OpenPhone, a company that is setting out to replace “antiquated” business phone systems with an app, has raised $14 million in a series A round of funding led by David Sacks’ Craft Ventures.
The raise comes amid a growing demand for cloud-based communications as the world has been pushed toward remote work, with companies having to adapt to teams distributed across myriad locations. OpenPhone said that it has tripled its user base since its $2 million seed round in January, while its revenue has also increased in line.
While there are myriad legacy and new entrants to the business phone systems space, OpenPhone wants to differentiate by focusing on productivity, software integrations, and ensuring that it doesn’t just try to replicate the old world order.

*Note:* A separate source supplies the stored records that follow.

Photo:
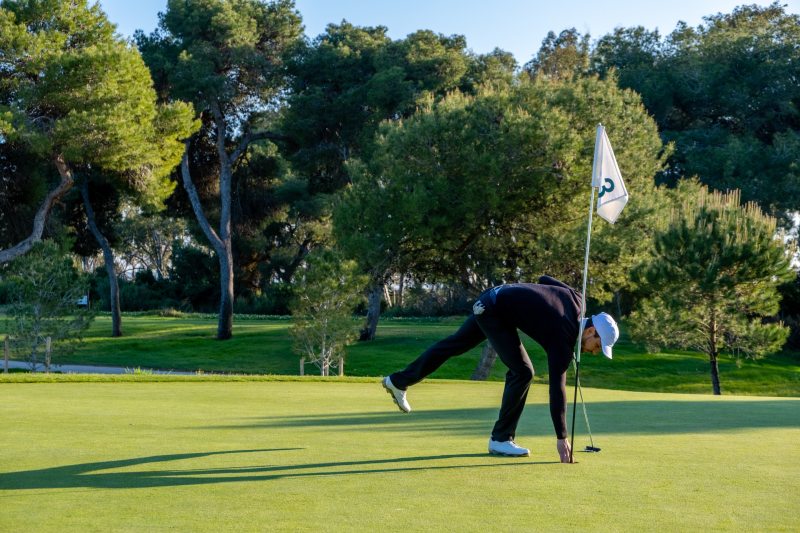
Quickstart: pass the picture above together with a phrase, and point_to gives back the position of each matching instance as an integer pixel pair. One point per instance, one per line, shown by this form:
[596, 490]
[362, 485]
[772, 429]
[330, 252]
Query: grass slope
[272, 456]
[264, 347]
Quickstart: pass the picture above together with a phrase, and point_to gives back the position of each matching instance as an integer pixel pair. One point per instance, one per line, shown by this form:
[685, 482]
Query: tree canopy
[492, 188]
[726, 93]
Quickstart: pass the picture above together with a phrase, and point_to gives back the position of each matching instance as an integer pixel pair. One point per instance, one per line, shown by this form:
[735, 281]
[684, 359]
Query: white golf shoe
[399, 396]
[508, 448]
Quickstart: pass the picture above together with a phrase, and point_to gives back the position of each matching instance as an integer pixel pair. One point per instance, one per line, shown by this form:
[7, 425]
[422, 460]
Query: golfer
[547, 312]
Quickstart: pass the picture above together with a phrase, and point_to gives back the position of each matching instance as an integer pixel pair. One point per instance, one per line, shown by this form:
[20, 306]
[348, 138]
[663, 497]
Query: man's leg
[505, 340]
[468, 336]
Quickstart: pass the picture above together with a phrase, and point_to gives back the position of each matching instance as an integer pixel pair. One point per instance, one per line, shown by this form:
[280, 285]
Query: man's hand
[563, 447]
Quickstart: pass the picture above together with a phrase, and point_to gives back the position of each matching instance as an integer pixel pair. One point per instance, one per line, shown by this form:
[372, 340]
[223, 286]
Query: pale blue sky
[514, 25]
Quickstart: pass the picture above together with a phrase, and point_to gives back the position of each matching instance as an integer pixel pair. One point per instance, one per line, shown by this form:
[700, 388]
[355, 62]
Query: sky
[517, 26]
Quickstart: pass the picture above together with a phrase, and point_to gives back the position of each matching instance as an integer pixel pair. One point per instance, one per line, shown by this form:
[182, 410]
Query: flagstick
[580, 324]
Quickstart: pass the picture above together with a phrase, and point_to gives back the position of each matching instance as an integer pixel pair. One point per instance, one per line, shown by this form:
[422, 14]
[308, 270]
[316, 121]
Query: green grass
[310, 456]
[264, 347]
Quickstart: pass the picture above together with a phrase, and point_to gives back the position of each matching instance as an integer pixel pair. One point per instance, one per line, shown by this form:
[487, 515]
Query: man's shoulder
[547, 280]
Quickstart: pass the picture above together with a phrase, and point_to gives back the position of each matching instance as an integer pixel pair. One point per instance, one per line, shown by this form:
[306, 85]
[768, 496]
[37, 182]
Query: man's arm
[558, 360]
[547, 280]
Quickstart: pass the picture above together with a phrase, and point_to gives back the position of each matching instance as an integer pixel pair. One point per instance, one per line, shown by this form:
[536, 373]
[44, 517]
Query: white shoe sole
[511, 455]
[393, 398]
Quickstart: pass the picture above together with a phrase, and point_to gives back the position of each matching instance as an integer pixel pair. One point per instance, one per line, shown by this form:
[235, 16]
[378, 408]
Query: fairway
[271, 456]
[264, 347]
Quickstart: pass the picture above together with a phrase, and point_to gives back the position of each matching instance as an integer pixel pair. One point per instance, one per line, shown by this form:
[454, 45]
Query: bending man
[547, 312]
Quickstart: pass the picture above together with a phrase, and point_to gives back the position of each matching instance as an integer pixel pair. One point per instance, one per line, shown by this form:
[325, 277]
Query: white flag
[606, 176]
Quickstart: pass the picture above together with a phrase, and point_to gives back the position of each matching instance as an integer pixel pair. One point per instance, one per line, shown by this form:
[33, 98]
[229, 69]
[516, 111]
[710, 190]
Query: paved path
[86, 369]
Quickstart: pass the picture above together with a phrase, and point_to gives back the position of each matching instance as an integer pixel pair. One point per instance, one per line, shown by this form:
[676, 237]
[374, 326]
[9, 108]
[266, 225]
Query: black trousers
[505, 340]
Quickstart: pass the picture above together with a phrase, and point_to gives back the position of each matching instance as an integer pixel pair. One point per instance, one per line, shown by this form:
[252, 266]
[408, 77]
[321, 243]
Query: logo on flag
[607, 178]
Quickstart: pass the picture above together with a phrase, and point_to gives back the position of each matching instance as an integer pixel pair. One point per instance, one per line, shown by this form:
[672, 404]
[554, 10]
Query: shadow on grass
[89, 475]
[623, 417]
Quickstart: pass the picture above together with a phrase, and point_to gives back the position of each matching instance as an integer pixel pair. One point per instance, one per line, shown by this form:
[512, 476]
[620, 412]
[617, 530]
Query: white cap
[608, 331]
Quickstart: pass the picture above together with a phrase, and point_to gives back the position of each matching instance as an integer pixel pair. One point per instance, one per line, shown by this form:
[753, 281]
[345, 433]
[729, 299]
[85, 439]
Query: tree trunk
[488, 357]
[225, 328]
[222, 242]
[400, 293]
[712, 356]
[386, 294]
[108, 256]
[373, 313]
[715, 375]
[67, 179]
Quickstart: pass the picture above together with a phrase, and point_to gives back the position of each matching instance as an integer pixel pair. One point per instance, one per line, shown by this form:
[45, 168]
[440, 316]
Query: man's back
[547, 312]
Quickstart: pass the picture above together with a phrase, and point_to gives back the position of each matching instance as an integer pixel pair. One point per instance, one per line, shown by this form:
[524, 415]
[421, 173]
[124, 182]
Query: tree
[147, 240]
[73, 92]
[726, 94]
[326, 294]
[561, 56]
[45, 288]
[226, 57]
[493, 188]
[711, 276]
[348, 80]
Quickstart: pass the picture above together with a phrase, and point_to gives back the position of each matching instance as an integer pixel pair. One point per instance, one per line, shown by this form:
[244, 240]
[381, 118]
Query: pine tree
[226, 57]
[711, 276]
[75, 94]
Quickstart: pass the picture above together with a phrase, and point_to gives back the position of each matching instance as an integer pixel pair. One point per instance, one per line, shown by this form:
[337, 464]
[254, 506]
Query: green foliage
[45, 287]
[349, 79]
[74, 88]
[321, 313]
[712, 274]
[230, 52]
[561, 56]
[147, 240]
[493, 188]
[724, 94]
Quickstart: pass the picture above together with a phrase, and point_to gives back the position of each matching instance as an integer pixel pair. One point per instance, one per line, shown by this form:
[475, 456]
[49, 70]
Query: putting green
[270, 456]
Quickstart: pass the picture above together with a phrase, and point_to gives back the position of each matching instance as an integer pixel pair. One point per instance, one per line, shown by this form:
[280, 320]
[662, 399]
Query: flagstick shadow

“In general, all existing phone systems are built around the legacy view of how the phone works — a PBX, extension-based system — and end up being voice-heavy,” OpenPhone cofounder and chief operating officer Daryna Kulya told VentureBeat. “Instead, OpenPhone is centered around relationships. It helps its customers not just call and text, but also manage their relationships and be productive.”
How it works
Founded out of San Francisco in 2018, OpenPhone is available for desktop, iOS and Android devices, serving business users with a single phone number that an entire team can access, in addition to individual phone numbers for each user in a team or across the company.
Using the app, users can easily distinguish between incoming calls that are business or personal, which at a time when the lines between work and personal life are increasingly blurring, is important. By not giving out their own personal number, it also means they can better control their hours of work, so that calls in the OpenPhone app are deactivated during set times.
In addition to voice calls, OpenPhone supports text messages, with the ability to configure pre-written replies to automatically respond to texts or missed calls. Moreover, it can also convert voicemails into text, so that they can be skimread and prioritized as required.
Other notable features include the ability to set all calls to automatically record, while OpenPhone’s built-in address book can be used as a sort of lightweight customer relationships management (CRM) tool, with the ability to add customized property fields to each contact.
Throw into the mix integrations with email and Slack, which funnels voicemail and text messages to pre-defined channels as required, and it’s clear that OpenPhone is striving to create a business phone system with the modern company in mind.
With another $14 million in the bank, from a slew of investors in addition to Craft Ventures including Y Combinator, Slow Ventures, Kindred Ventures, Garage Capital, Hack VC, and Chapter One Ventures, OpenPhone is well-financed to make fresh hires and continue building out its product.
Indeed, alongside today’s funding news, OpenPhone is also introducing a bunch of new features, including new analytics which show how many calls were placed, or messages sent, by a team or user during a certain time frame, and what the busiest times of the week or month are for conversations.
Additionally, OpenPhone is rolling out expanded search functionality, making it easier to immediately find any contact, message, voicemail, or call transcript, while support for group messaging and new integrations with HubSpot’s CRM and Zapier’s automation platform will add further utility to the mix.
Lay of the land
Other players that are similar to OpenPhone include Aircall, which raised $65 million earlier this year, though in reality it is primarily a contact center platform — its business phone system also doesn’t support messaging, while it has a minimum user requirement of 3 people which precludes individuals such as freelancers.
And then there’s something like Dialpad, which raised $165 million at a $1.2 billion valuation last month, though its product suite isn’t focused squarely on business phone systems, and Citrix-owned Grasshopper, which is fairly close to OpenPhone’s proposition.
OpenPhone, for its part, is not in any way pitched as a call center product, even though some smaller companies could use it to manage inbound customer calls. Businesses looking to manage inbound calls at any meaningful scale would be better placed using a dedicated contact center platform, whereas OpenPhone is aimed at people looking for a business phone number — this could be a freelancer, small sales team, contractor, journalist, and so on. And it could also be used by bigger companies looking to modernize their existing phone systems.
“OpenPhone plays a strong role in being the business phone for people who rely on their phones to build and manage relationships,” OpenPhone cofounder and CEO Mahyar Raissi added. “A company at scale could use OpenPhone to give every person in HR, operations, management, product, and sales their own business phone lines.”
It’s also worth mentioning the elephant in the room — Google Voice, which has targeted the enterprise market for the past couple of years. However, the business-focused edition of Google Voice is restricted to Google Workspace (formerly G Suite) subscribers, while the consumer version of Google Voice lacks many of the features that makes a business phone system appealing in the first place.
OpenPhone is currently limited to local U.S. and Canadian phone numbers, and includes unlimited calls and texts. However, OpenPhone revealed today that it will now also support international calling and messaging, which is obviously a key addition for businesses that may have customers or prospects abroad. Further down the line, it also plans to introduce local numbers for other markets around the world.